Figure 2. Requirement of CpcB for proper growth and conidiation in A. nidulans and A. fumigatus.

(A) Photographs of the point-inoculated colonies of WT control (TNJ36), ΔcpcB (RJMP1.59-8) and complemented (C’; RJMP1.59-8C) strains of A. nidulans grown on solid MMG for 4 days (top panels) and the close-up views of the colonies (bottom panels) are shown in left panel.

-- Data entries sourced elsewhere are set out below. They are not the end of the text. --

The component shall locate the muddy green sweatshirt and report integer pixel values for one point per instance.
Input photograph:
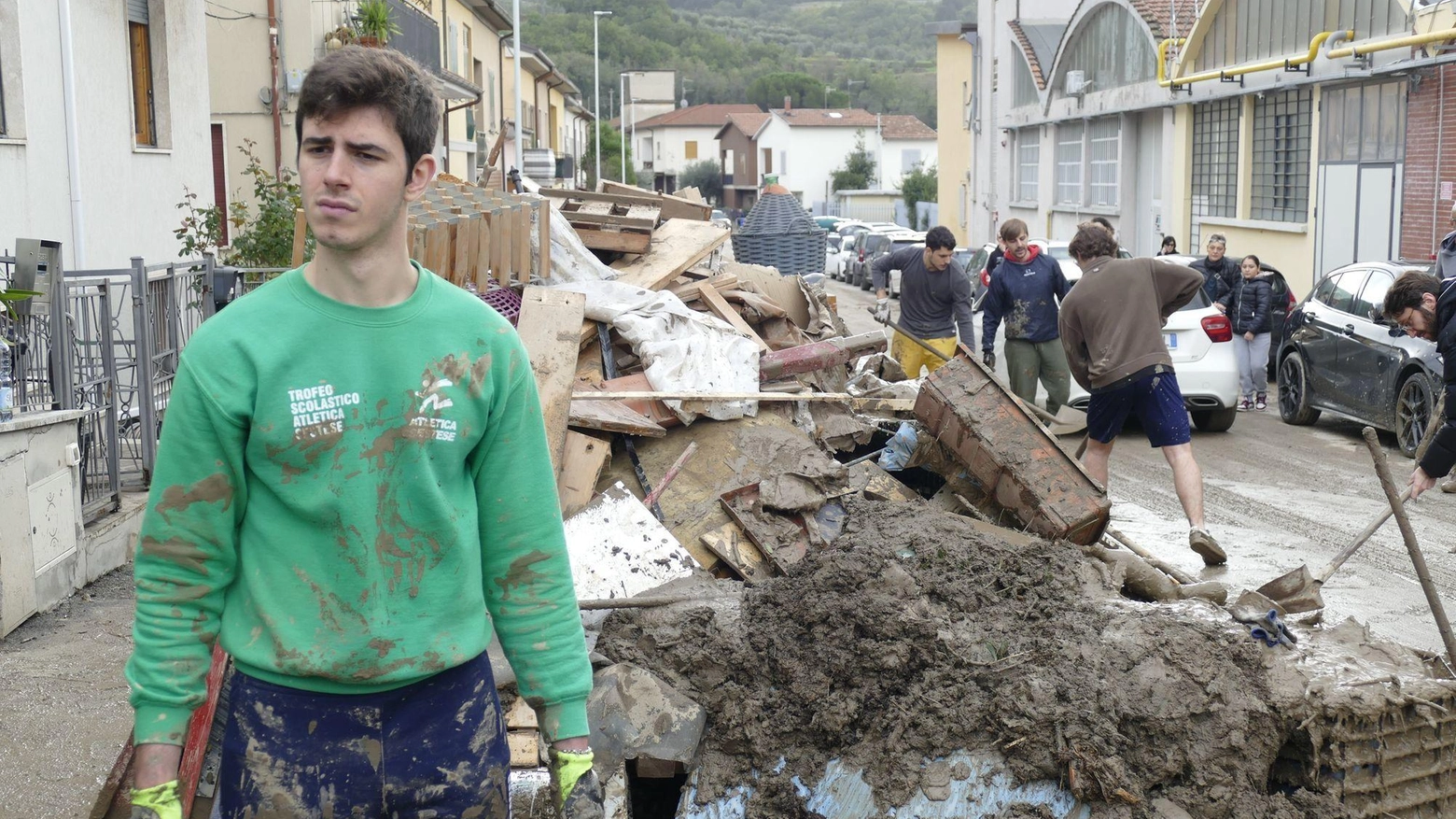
(348, 497)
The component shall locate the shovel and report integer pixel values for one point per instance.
(1066, 421)
(1297, 590)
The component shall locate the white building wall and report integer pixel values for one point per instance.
(129, 194)
(670, 146)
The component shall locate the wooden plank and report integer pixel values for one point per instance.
(542, 238)
(721, 308)
(621, 242)
(611, 417)
(678, 245)
(545, 312)
(301, 235)
(581, 467)
(733, 546)
(673, 207)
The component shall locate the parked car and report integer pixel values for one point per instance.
(897, 244)
(870, 248)
(1200, 341)
(1341, 356)
(833, 260)
(1281, 301)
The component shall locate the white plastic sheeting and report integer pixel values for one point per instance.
(681, 350)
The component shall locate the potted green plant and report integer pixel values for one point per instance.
(373, 23)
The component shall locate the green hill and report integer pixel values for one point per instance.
(873, 52)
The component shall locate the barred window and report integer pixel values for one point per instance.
(1281, 135)
(1029, 163)
(1069, 163)
(1104, 152)
(1214, 162)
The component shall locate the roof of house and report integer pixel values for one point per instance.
(891, 125)
(750, 124)
(699, 116)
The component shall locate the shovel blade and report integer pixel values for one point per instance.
(1296, 590)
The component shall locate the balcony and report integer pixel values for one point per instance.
(418, 34)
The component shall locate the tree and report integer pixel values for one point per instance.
(858, 171)
(801, 89)
(707, 177)
(920, 185)
(611, 148)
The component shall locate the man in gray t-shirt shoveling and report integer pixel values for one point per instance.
(935, 301)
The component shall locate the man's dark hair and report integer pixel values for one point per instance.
(1408, 291)
(939, 238)
(1092, 241)
(373, 78)
(1011, 229)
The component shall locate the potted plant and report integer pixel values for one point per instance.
(373, 23)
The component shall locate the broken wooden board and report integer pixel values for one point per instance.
(731, 544)
(545, 315)
(673, 207)
(724, 311)
(611, 417)
(619, 550)
(582, 460)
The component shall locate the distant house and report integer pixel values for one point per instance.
(679, 137)
(804, 146)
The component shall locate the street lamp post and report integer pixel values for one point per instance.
(595, 82)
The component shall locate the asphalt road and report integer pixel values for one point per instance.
(1276, 497)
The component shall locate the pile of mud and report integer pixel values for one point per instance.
(917, 636)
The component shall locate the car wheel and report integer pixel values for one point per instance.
(1294, 392)
(1412, 411)
(1214, 420)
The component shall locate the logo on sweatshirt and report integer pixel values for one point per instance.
(317, 411)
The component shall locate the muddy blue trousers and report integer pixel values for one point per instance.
(429, 749)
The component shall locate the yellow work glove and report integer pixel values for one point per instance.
(158, 802)
(577, 790)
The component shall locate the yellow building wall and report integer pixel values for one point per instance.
(954, 79)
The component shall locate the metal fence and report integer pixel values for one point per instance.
(109, 341)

Photographs of the colonies of WT (AF293), ΔAfucpcB (Af293.1-7) and complemented (C’; Af293.1-7C) strains of A. fumigatus grown on solid MM+0.5%YE for 4 days (top panels), and the close-up views of the colonies (bottom panels) are shown in right panel. (B) Quantitative analyses of the diameter of colonies and conidiation levels in the designated strains. (C) Northern blot analyses for levels of brlA transcript in the WT (FGSC4) and ΔAnicpcB (RJMP1.59-8) strains of A. nidulans, and in WT (Af293) and ΔAfucpcB (Af293.1-7) strains of A. fumigatus. The relative band intensities (mean±SD) of Northern blot were determined by densitometric scanning of mRNA bands using ImageJ and normalized by the amounts of 18S rRNA (brlA/18S rRNA) in each sample. Ethidium bromide staining of rRNA was used as a loading control.